No mesmo entendimento, para Fernanda Tartuce a autocomposição será unilateral quando depender de ato a ser praticado exclusivamente por uma das partes envolvidas em sua seara de disponibilidade, aqui é possível que o interessado renuncie, desiste ou reconhece juridicamente o pedido. A autocomposição será bilateral quando contar com a participação de todos os envolvidos na situação controvertida se compondo e definindo em conjunto o destino da pretensão pactuando um acordo reciprocamente configurando assim a transação, contrato típico previsto no artigo 840 do Código Civil.[33]

A autocomposição unilateral, portanto, se baseia na renúncia do direito da parte, ou seja, é quando o sujeito abandona a sua pretensão levada ao conciliador, concordando integralmente com o direito da outra parte.

Já a autocomposição bilateral é a forma clássica de solução de conflitos pelas partes, em que cada qual abre mão de uma parte de seus direitos o chamado “ganha-ganha”, para que ambos tenham acesso a parte das pretensões que aduziram.

Corrobora ainda o Calmon definindo a autocomposição, consoante abaixo transcrito:

[...] Em conclusão, a autocomposição é um legitimo tipo de solução de conflitos, pondo fim ao conflito jurídico (e muitas vezes ao sociológico), proporcionando condições para o prosseguimento da relação continuada (quando caso) e promovendo de forma mais ampla a almejada pacificação social. A autocomposição é excludente da jurisdição e da autotutela.[34] (CALMON, 2007)

Mas a autocomposição não é um instituto adotável para qualquer direito pretendido. Por sua natureza que permite como visto a autocomposição unilateral, em que uma das partes decairá na integralidade de seus direito por sua exclusiva vontade, por óbvio esse instituto só pode se referir a direitos patrimoniais disponíveis.

Invocando-se uma vez mais o insigne doutrinador Petrônio Calmon: “A doutrina aponta apenas para os bens disponíveis o objeto possível da autocomposição. De fato, ninguém pode abrir mão do bem que não pode dispor do contrário seria um contra-senso lógico, antes de ser jurídico”. [35] Neste diapasão, tem se o artigo 841 do Código Civil, in verbis: “Só quanto a direitos patrimoniais de caráter privado se permite a transação”.

 Igualmente por óbvio, os sujeitos partes da autocomposição terão necessariamente que ter capacidade jurídica, ou seja, menores ou incapazes não podem participar da autocomposição.

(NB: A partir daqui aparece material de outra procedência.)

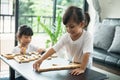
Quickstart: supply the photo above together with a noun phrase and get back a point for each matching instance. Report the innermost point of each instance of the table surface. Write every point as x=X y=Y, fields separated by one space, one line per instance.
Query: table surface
x=26 y=70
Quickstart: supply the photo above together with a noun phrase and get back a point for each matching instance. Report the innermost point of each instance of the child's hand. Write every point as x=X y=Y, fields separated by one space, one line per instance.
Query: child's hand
x=23 y=50
x=41 y=51
x=77 y=71
x=36 y=65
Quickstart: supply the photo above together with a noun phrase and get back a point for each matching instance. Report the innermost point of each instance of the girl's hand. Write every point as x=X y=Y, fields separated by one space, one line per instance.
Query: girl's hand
x=23 y=50
x=41 y=51
x=77 y=71
x=36 y=65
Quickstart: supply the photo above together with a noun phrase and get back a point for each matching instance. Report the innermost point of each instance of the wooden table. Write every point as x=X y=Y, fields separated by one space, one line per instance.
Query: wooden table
x=26 y=70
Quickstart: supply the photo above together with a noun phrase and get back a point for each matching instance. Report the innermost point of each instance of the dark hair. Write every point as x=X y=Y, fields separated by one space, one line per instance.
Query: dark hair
x=24 y=30
x=76 y=14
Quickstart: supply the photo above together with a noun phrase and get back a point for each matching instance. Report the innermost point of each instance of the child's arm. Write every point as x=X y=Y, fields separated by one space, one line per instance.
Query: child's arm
x=41 y=50
x=37 y=64
x=80 y=70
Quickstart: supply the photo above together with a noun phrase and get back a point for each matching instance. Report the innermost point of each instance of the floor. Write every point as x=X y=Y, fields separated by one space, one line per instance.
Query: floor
x=111 y=73
x=111 y=76
x=39 y=40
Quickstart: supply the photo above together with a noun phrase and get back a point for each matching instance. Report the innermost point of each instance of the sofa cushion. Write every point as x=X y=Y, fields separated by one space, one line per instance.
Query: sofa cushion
x=115 y=47
x=103 y=36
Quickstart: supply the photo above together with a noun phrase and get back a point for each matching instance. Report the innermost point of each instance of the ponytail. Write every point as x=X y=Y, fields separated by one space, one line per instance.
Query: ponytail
x=87 y=19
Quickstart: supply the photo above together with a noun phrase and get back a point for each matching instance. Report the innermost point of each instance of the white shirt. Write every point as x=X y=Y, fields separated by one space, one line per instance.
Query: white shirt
x=75 y=49
x=30 y=48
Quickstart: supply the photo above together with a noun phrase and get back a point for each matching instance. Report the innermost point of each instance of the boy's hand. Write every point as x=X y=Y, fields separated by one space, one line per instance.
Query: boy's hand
x=77 y=71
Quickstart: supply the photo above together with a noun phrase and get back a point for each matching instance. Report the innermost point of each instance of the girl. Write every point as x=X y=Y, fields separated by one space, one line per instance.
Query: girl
x=77 y=41
x=24 y=36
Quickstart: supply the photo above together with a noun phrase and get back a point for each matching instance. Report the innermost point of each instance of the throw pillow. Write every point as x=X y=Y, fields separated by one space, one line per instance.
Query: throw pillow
x=115 y=47
x=103 y=36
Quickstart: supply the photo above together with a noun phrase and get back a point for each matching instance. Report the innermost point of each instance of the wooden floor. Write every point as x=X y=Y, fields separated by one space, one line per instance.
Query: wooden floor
x=111 y=70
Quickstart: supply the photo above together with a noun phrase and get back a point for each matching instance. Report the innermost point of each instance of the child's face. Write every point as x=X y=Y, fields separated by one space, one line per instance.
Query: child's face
x=25 y=40
x=73 y=28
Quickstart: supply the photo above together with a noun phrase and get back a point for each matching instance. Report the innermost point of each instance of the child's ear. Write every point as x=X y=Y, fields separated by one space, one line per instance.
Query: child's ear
x=82 y=24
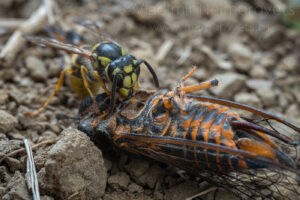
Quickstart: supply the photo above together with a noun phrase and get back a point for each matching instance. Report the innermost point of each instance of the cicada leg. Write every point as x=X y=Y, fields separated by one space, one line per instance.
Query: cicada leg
x=57 y=88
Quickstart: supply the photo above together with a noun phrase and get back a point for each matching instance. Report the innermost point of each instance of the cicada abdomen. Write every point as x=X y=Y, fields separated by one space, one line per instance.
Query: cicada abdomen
x=205 y=138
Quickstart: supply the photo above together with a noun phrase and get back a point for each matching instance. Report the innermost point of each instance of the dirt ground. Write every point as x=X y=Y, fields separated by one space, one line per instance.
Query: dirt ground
x=241 y=43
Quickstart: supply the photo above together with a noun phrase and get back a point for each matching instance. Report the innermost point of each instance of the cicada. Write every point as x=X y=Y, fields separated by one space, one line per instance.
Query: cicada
x=203 y=136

Nesses casos de incapacidade, absoluta ou relativa, é necessária a figura do Estado Juiz e do Fiscal da Lei para salvaguardar os interesses do incapaz, assistido ou curatelado. A autocomposição, nesses casos, está subordinada à fiscalização judiciária dos atos praticados por aquele que represente.

Isso tudo ocorre porque a autocomposição é a expressão máxima da vontade das partes, e essa vontade deve estar desimpedida e desembaraçada de qualquer empecilho. Se a natureza do objeto jurídico for indisponível ou a capacidade da parte limitada, o instituto jurídico da autotutela perde sua eficácia, pois fica eivado de invalidade.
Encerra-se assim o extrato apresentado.